Stained-glass ceiling: Study says religion can hurt Romney if Mormons don't improve outreach
AP Photo/Jae C. Hong
BYU political science professor Quin Monson co-authored "The Stained Glass Ceiling: Social Contact and Mitt Romney’s 'Religion Problem,’ ” a new research paper in the journal Political Behavior that suggests Romney's chances of beating President Barack Obama in the November general election may hinge on how well members of The Church of Jesus-Christ of Latter-day Saints can accelerate "interreligious bridging" by making more frequent and sustained contact with people who aren't Mormon.
"Our results suggest that Romney’s religion will remain a potential political stumbling block," Monson wrote in tandem with his co-authors, David Campbell of Notre Dame and John Green of the University of Akron. "However, the application of our analysis extends beyond Mitt Romney, and even the electoral viability of Mormon politicians more generally. Our results suggest that sustained contact across religious boundaries — interreligious bridging — fosters religious tolerance in the political sphere."
"Stained-glass ceiling" imagery is intended as a religious version of the gender-based "glass ceiling" that figuratively inhibits the career advancement of women. The authors perceive Romney's religion to be a potential stumbling block — but also an obstacle that can be overcome through broader outreach by the LDS community — because they say voters who have a close relationship to a Mormon are the only ones who won't respond negatively to incendiary claims such as "Mormons are not Christians."
In other words, the study concluded that even people who have moderate contact with Mormons can quickly — and permanently — be dissuaded from supporting Romney by hearing negative information about the candidate's Mormonism.

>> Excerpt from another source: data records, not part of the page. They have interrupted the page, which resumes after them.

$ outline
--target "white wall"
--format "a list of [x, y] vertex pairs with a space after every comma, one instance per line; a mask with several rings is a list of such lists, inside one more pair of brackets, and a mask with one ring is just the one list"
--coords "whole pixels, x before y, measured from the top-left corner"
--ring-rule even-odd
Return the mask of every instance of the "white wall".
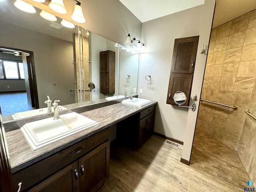
[[[203, 5], [143, 23], [139, 97], [158, 102], [154, 131], [184, 141], [188, 109], [166, 104], [175, 39], [199, 35]], [[145, 80], [151, 75], [151, 81]], [[196, 78], [196, 77], [194, 77]]]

"When compared to those who either know a Mormon well or not at all," the study said, "people with a (passing) Mormon acquaintance react to the Not Christian claim with roughly the same intensity as people who have no contact with Mormons (and) are not reassured by positive information about the Mormon religion — just as voters with sustained contact are not affected by information about Mormonism."
The study is based on data collected in 2008 during Romney's first presidential run. Earlier drafts of the paper were circulated in 2009, but the paper only recently finished its peer-review process. Monson said that, in the interim, new issues have arisen that affect the extent to which Romney's religion will be an issue in the upcoming general election.
"The evidence is clear that (Romney's religion) was a problem in 2008," Monson said. "But we're facing a different context now where he's the presumptive nominee. You've got voters that reacted negatively before that may be changing their calculation given the alternatives they face, given the state of the economy and so on.
"The news headline is that (Romney) hasn't broken through the stained-glass ceiling yet — but he's closer than he got last time."
In November 2009, the three authors jointly published an op-ed piece in USA Today summarizing aspects of their preliminary findings that carried through to the final draft of their paper.
"Our study suggests that Romney's supporters would do well to encourage those who are troubled by his faith to become better informed about Mormonism," the three men wrote for USA Today. "Such a discussion would likely help Romney: Information helps and ignorance hurts his chances. More important, it would help broaden religious tolerance in America."
Last week, the nonpartisan Brookings Institution published a report that arrived at a similar conclusion as Monson's contemporary analysis. Specifically, the Brookings research suggested Romney's religion wouldn't affect American voters in a general election where the two choices for president are the presumptive Republican presidential nominee and his incumbent opponent, Obama.